Après son ralliement à Marine Le Pen, le tour de valse a été bref ; déçu comme il l’est à chaque fois de ne pas trouver dans sa nouvelle famille d’adoption la flamme de la France éternelle qui l’anime, PMC s’est, comme à chaque fois, mis en tête d’ouvrir sa propre boutique. Son dernier-né, le SIEL (Souveraineté, indépendances et libertés), devrait lui servir de refuge pour ses fâcheries à répétition avec l’état-major du Front national. Enterrer les cadavres de Vichy et de l’Algérie française, transcender les clivages du passé autour de l’ambition gaullo-nationale, tel est le dessein des (maigres) troupes de Coûteaux, qui tiendront congrès courant mars.
Sa légion tricolore compte son lot de roycos d’Action française, de déçus du MPF (Villiers) et de l’UMP dont certains ont même émargé jadis chez Alain Madelin. Cette escouade hétéroclite aurait vocation à recomposer la droite autour du clivage « mondialistes » contre « patriotes ». En cas de déculottée sarkozyste au printemps, Paul-Marie prédit un destin centrifuge à l’UMP et compte déjà sur le renfort de la Droite populaire. Cette approche stratosphérique, si elle a le mérite de réhabiliter la grande géopolitique, impose une amplitude idéologique qu’on est en droit de trouver excessive, même avec des nerfs solides.

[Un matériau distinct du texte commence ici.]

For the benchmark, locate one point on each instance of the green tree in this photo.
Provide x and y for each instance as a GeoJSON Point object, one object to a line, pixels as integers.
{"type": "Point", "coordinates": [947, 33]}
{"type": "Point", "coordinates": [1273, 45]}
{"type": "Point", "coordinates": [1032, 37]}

La souveraineté pour quoi faire ?

Habité par les siècles, Coûteaux a tendance à oublier que les baïonnettes et les cocardes tricolores n’ont jamais nourri personne. Il ne pense pas que l’intendance suivra, il se fiche qu’elle suive ou non. L’infrastructure – les rapports de production – ne compte pas face aux raisons supérieures de la superstructure – la nation. Si on pense que souveraineté n’est pas sa propre fin mais le moyen d’édifier une société désirable, son insigne mépris pour la question économique et sociale semble au minimum hasardeux, et contestable intellectuellement. On se joindrait volontiers à lui pour houspiller les faibles et les tièdes qui nous gouvernent, mais crier avec la meute des europhobes ne va pas ressusciter, en la renationalisant, la lutte des classes enlisée dans le mondialisme, qu’il soit de droite ou de gauche. Sans céder à un économisme bête et méchant, il y a de bonnes raisons de penser que l’urgence est d’inventer le système qui pourrait succéder à un capitalisme devenu fou sans se bercer de l’illusion d’un retour à l’« avenir radieux » d’hier.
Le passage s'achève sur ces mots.